Salt Creek Park, just outside of Port Angeles, is a quiet little campground and picnic area that is far enough off the beaten path that the crowds never find it. If you are camping, look for sites along the forest loop, especially those along the edge of the low bluff. These camp sites are only a few yards above the waves.
It think the beach is one of the most picturesque in Washington. The point shelters a small bay with grassy meadows that lead to the base of tall tree-covered peaks. There is a small island in the bay that you can walk to during low tide - but you better be a good swimmer or patient if you linger too long!
You can find Salt Creek by taking route 112 thirteen miles west from Port Angeles. Turn right on Camp Hayden Road and follow it three miles to the park.
Grab your hotel provided walking stick and go for a walk in the woods and find that largest banana slugs in the North America!. Best time of year is May, June, or October. They range in size up to eight inches long! The slug has two sets of antennae- long ones are for seeing and the short ones are for smelling. The slugs leave a mucus slime trail as they move. You can find them on trees, branches and under logs.
Banana Slugs are scavengers of the forest. The typically eat only decaying organic matter and turn it in to a more usable waste for the forest floor. The practice of putting salt on the slug is "cruel and unusual!" When this happens the fluids in the slug flow to the outer mucus covering of the creature and it just dies of dehydrate as it tries to neutralize the salt. If the slug is in the way, simply scoot it off to the side and it will find a place in indirect light.
The Banana Slug(ariolimax columbianus) lives in the moist forests on the west coast of the United States. It feeds only between the temperatures of 10-16C(50-60F) and eats in 48 hour cycles- Eats for 24 hours, the fasts for 24 hours. Typically eats fallen leaves, lichen and mosses or other organic decaying materials on the forest floor.
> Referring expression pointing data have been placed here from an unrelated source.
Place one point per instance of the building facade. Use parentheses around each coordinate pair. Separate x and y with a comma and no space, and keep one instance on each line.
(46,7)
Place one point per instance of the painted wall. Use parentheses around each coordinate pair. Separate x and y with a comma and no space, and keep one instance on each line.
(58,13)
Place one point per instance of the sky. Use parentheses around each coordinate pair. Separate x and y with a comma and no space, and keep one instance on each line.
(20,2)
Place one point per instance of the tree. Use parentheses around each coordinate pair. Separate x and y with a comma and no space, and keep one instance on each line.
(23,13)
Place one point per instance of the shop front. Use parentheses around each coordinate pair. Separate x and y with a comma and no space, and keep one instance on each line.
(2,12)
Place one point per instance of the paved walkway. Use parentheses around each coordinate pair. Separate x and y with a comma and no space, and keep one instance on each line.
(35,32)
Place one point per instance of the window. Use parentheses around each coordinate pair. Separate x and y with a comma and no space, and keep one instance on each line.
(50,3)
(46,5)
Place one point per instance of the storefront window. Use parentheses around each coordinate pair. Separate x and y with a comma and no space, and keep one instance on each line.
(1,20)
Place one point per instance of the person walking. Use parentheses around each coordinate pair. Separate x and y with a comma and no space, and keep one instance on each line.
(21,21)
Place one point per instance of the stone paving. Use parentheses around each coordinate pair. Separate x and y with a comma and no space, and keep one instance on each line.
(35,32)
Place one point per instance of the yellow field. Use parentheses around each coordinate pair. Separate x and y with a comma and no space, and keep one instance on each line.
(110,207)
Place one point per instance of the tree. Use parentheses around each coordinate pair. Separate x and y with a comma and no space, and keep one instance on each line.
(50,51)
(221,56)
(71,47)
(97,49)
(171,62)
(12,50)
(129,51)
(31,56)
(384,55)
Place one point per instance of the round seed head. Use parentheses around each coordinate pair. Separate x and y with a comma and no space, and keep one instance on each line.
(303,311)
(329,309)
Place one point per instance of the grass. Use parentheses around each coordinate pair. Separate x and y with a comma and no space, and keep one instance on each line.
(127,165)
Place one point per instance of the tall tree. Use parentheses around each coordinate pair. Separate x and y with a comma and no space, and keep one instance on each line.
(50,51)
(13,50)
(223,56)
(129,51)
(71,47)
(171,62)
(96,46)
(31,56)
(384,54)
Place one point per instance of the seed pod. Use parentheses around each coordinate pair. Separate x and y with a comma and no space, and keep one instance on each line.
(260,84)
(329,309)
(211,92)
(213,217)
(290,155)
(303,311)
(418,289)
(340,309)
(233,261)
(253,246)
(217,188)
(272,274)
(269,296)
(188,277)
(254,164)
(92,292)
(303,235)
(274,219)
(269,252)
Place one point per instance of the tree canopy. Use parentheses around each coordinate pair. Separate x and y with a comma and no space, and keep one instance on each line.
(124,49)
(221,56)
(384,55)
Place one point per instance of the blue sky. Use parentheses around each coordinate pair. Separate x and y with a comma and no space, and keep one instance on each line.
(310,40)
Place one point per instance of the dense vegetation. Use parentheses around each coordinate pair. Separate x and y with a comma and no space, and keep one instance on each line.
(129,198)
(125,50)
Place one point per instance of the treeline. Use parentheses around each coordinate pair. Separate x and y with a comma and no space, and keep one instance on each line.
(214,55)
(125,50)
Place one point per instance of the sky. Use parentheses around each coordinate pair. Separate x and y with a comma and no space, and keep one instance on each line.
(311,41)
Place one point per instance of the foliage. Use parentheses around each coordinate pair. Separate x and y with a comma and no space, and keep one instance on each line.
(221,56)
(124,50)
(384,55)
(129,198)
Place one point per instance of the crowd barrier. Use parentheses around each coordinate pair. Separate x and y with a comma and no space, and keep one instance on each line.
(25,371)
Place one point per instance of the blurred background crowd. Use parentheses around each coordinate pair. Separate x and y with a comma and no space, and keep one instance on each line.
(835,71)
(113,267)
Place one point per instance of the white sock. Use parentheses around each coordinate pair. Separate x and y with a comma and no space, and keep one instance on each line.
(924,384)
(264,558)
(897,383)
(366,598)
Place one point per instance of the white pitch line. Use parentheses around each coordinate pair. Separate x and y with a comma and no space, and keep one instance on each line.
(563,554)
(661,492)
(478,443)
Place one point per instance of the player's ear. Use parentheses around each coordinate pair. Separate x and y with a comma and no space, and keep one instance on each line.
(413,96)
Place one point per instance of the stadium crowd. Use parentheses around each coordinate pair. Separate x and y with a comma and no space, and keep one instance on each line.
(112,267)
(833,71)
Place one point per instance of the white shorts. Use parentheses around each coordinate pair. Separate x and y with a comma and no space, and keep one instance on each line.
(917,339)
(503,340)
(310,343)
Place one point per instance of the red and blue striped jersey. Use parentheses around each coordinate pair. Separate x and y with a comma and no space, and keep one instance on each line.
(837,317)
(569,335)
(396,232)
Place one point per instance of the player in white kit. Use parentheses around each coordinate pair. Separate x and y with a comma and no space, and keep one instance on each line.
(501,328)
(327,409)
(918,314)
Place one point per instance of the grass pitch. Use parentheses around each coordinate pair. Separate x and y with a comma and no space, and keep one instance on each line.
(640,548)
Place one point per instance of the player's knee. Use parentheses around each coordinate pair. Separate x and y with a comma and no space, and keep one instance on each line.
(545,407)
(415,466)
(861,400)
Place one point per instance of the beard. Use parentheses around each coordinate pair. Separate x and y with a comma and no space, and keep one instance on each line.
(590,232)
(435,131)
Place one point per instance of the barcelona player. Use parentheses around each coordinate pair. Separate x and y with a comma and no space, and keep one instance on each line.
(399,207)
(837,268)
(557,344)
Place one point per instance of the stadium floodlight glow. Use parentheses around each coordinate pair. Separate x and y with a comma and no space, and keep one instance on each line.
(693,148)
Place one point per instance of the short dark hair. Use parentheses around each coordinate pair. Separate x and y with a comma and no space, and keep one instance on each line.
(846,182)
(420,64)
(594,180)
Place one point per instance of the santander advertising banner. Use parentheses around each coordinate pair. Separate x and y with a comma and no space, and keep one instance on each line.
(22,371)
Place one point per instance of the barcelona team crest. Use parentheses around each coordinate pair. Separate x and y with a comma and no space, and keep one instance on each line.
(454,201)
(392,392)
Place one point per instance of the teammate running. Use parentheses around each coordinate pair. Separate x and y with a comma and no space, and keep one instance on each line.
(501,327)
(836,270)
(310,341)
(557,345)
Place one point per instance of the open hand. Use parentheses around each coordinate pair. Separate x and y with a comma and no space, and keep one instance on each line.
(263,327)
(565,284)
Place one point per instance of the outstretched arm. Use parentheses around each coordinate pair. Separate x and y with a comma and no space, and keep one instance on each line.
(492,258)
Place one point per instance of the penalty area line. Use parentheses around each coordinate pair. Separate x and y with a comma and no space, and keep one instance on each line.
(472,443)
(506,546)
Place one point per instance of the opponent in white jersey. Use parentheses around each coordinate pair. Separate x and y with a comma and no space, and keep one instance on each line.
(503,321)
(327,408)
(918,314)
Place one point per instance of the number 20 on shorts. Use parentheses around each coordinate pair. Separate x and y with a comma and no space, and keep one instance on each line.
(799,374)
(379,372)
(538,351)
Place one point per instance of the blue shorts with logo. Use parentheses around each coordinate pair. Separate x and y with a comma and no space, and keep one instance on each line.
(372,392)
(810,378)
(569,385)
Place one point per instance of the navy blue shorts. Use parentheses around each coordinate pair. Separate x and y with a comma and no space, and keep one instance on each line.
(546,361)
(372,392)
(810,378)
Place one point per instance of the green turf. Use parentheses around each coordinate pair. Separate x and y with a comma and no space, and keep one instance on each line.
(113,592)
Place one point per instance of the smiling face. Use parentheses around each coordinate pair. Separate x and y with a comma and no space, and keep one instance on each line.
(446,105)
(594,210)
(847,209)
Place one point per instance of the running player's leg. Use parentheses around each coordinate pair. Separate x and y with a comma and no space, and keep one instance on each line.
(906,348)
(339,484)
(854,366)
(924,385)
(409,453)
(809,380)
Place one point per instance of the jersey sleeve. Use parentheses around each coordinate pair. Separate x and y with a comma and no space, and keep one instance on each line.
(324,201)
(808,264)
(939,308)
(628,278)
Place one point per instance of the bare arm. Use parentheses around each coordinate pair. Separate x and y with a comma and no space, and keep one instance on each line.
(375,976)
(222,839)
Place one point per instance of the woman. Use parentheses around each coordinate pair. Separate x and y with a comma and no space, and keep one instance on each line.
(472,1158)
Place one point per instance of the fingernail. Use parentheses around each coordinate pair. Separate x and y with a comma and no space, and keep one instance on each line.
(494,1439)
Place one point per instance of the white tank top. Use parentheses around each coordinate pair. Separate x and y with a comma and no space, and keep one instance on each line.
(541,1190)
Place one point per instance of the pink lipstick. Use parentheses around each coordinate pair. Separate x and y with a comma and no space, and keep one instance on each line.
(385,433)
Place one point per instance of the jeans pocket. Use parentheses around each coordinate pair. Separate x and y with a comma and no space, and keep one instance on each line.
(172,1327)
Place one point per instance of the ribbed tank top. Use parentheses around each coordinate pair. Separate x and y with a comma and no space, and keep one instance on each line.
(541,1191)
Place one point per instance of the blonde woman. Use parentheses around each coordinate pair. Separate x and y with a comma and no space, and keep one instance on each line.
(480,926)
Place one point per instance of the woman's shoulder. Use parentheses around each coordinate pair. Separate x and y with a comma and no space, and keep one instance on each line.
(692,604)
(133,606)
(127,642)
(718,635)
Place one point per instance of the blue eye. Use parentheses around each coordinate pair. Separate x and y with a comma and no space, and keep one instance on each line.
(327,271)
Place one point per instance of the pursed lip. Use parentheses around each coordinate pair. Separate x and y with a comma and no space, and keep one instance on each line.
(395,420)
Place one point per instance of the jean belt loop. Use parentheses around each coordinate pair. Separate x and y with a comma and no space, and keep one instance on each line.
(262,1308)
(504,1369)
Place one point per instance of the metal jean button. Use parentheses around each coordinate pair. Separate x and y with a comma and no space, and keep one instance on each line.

Oh Canada. Just across the waters from the Park is another country. See it in a day or tarry longer in the faux British atmosphere of Victoria. If you listen closely, you will notice that they all speak a bit funny up here. Victoria has plenty to keep you occupied and the best way to first see it is from the Inner Harbor, which you can only get to via floatplane from Vancouver or ferry from either Seattle - Princess Margaurite - or the Coho from Port Angeles. There many fine pages covering Victoria. I will refer you to those of rmdw and ann75.